Question
To ask the Secretary of State for Energy and Climate Change, what assessment his Department has made of the effect of effective electricity storage capacity on energy costs.
DECC has identified energy storage as one of the possible balancing mechanisms – alongside other mechanisms, including demand-side response and interconnectors. Different mechanisms are expected to be needed to meet different balancing needs in the transmission and distribution networks, depending on the characteristics they offer, such as their peak power; duration of storage; and response times.
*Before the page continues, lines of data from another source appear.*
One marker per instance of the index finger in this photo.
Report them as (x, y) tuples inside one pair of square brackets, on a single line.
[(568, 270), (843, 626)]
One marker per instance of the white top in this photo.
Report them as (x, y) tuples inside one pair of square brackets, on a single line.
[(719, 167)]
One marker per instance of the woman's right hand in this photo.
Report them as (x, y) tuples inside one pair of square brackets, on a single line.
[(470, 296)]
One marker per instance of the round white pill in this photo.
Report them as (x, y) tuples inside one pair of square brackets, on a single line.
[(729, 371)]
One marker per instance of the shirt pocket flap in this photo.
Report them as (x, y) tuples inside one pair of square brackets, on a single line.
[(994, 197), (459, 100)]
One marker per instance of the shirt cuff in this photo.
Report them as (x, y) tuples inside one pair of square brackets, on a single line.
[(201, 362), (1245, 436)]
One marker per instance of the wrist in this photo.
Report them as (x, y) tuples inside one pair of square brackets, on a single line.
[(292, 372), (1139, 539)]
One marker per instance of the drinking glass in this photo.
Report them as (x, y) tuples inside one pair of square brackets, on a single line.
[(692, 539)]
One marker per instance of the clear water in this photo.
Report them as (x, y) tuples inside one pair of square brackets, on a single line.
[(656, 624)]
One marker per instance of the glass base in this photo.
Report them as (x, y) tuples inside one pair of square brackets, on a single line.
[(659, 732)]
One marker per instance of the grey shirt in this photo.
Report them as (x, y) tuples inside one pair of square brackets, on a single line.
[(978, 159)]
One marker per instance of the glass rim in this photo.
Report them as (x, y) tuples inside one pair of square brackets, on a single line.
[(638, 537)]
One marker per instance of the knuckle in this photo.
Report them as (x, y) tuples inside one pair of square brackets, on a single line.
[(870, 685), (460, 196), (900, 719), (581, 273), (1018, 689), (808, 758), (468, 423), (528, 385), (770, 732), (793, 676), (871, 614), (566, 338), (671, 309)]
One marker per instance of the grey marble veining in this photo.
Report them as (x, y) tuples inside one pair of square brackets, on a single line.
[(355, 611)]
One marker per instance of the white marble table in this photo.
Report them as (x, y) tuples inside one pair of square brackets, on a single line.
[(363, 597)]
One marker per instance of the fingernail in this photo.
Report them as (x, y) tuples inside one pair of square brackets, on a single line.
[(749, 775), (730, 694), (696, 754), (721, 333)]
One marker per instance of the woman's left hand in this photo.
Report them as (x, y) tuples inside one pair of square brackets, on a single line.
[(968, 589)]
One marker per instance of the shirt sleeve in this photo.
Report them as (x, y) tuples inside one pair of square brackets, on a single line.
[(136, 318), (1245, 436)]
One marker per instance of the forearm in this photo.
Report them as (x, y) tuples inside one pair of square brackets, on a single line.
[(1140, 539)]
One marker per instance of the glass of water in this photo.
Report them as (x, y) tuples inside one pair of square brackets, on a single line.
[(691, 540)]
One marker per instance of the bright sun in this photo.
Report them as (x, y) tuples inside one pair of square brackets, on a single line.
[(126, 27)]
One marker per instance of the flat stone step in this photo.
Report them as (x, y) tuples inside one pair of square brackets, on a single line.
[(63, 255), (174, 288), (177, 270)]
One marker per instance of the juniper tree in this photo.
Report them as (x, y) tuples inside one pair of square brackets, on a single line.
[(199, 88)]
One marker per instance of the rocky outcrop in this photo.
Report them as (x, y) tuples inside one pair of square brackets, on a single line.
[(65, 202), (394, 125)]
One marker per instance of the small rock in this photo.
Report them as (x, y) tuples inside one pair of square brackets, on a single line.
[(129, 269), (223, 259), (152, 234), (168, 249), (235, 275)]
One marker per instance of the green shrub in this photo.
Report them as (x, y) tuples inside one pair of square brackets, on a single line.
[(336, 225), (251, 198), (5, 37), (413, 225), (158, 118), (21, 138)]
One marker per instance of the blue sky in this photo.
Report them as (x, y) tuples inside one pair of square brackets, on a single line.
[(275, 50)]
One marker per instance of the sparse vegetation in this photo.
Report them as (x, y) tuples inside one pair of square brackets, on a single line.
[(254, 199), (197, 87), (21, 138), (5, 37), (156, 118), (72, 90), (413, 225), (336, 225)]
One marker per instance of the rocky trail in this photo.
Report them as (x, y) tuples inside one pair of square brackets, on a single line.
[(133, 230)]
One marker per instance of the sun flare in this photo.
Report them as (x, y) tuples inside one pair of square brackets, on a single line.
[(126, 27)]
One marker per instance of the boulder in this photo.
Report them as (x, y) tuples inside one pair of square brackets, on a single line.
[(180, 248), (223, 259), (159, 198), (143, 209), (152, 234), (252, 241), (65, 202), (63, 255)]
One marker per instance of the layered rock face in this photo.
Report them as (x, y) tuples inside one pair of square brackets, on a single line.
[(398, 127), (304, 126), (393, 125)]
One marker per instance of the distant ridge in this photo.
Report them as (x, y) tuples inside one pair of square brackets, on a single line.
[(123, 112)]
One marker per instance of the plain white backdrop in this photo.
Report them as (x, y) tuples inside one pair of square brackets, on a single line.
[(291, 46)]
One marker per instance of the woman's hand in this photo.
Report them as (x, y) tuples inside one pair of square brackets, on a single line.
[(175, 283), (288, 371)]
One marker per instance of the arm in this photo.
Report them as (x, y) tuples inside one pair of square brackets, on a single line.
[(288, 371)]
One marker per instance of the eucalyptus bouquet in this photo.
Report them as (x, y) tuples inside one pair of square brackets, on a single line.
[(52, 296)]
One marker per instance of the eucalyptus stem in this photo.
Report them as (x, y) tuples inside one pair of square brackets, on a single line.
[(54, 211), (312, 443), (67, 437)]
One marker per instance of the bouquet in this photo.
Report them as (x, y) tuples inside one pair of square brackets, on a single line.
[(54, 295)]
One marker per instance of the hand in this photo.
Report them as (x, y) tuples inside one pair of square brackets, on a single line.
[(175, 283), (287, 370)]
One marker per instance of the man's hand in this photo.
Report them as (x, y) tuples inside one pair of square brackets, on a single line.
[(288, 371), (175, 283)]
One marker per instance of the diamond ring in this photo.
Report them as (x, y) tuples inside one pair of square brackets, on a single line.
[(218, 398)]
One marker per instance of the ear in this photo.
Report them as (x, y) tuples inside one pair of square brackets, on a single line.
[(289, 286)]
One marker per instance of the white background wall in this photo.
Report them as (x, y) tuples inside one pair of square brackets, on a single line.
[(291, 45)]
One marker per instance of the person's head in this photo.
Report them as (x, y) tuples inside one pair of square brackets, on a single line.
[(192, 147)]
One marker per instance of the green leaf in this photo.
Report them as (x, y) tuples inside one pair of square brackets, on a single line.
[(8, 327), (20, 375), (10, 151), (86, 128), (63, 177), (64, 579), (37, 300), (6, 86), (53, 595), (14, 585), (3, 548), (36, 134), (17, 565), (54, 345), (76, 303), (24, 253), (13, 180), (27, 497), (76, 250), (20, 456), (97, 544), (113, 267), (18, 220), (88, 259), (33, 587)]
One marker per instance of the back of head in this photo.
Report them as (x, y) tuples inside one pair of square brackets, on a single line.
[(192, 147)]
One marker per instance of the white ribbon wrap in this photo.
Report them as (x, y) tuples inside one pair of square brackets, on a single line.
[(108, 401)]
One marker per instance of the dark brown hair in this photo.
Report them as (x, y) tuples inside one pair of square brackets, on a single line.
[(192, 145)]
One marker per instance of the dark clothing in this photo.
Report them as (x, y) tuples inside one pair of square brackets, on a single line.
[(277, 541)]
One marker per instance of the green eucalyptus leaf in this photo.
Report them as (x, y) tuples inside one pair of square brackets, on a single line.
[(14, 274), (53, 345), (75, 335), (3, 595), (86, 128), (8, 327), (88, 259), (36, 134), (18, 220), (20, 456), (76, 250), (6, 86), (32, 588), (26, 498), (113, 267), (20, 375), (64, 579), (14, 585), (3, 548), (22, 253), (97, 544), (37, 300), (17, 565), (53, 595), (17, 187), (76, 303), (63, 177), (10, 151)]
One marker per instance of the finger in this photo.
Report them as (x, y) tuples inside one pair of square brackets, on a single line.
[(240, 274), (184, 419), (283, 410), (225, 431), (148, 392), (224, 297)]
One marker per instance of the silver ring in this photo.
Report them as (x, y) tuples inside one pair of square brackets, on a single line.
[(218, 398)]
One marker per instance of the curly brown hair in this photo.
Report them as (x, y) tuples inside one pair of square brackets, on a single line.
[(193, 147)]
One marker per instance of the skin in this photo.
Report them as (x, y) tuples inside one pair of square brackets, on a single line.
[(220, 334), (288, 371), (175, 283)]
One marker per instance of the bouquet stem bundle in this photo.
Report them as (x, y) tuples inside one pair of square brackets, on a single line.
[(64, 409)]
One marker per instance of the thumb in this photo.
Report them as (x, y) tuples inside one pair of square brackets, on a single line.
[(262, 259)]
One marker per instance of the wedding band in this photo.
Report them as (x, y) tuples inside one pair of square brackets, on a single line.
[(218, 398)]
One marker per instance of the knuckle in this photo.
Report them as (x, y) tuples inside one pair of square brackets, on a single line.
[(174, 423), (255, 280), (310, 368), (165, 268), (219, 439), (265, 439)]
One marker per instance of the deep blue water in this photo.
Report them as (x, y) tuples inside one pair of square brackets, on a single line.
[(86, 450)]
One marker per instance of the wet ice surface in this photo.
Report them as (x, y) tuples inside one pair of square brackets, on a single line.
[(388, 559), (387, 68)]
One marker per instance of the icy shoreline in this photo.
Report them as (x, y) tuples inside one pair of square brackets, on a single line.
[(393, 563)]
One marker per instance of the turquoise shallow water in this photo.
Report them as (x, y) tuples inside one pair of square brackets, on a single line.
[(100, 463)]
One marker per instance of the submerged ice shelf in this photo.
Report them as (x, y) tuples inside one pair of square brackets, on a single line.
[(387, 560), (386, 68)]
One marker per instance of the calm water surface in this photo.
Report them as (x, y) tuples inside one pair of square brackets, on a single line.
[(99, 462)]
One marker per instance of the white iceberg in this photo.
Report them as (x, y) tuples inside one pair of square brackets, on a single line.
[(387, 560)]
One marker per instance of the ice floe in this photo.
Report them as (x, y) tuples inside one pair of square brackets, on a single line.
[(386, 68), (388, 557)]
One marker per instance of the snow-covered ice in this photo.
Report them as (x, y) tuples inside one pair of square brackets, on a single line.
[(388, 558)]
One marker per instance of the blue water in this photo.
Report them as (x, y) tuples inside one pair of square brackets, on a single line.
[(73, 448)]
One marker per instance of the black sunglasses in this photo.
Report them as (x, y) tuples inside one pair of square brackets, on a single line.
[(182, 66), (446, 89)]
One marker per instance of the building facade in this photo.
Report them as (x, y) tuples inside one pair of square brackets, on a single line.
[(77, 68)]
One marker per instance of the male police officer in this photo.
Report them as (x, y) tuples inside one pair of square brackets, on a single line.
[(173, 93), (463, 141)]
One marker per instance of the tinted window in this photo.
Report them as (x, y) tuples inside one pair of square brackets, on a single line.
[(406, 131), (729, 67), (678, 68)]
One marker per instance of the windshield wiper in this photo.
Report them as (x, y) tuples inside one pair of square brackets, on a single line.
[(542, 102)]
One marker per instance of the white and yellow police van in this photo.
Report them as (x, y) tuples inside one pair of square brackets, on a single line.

The extent of deployment and effect of storage on energy costs will depend on the composition of future electricity systems – both supply and demand – as well as the cost and availability of storage and the other balancing technologies.
Research carried out for the Carbon Trust by Professor Goran Strbac and a team at Imperial College and published in June 2012 in a report titled ‘Role and Value of Energy Storage Systems in the UK Low Carbon Energy Future', concluded that: “energy storage can bring benefits to several sectors in the electricity industry, including generation, transmission and distribution, while providing services to support real-time balancing of demand and supply, network congestion management and reduce the need for investment in system reinforcement”. The Imperial College report estimated that in a “2050 high renewables scenario, application of energy storage technologies could potentially generate total system savings of £10bn/year”.
The Low Carbon Innovation Coordination Group, which includes the Department of Energy and Climate Change and the other major public-sector investors in low carbon technology innovation, published a Strategic Framework in February 2014 which concluded that successful innovation in electricity storage technologies could save the UK energy system about £4.6billion in total by 2050.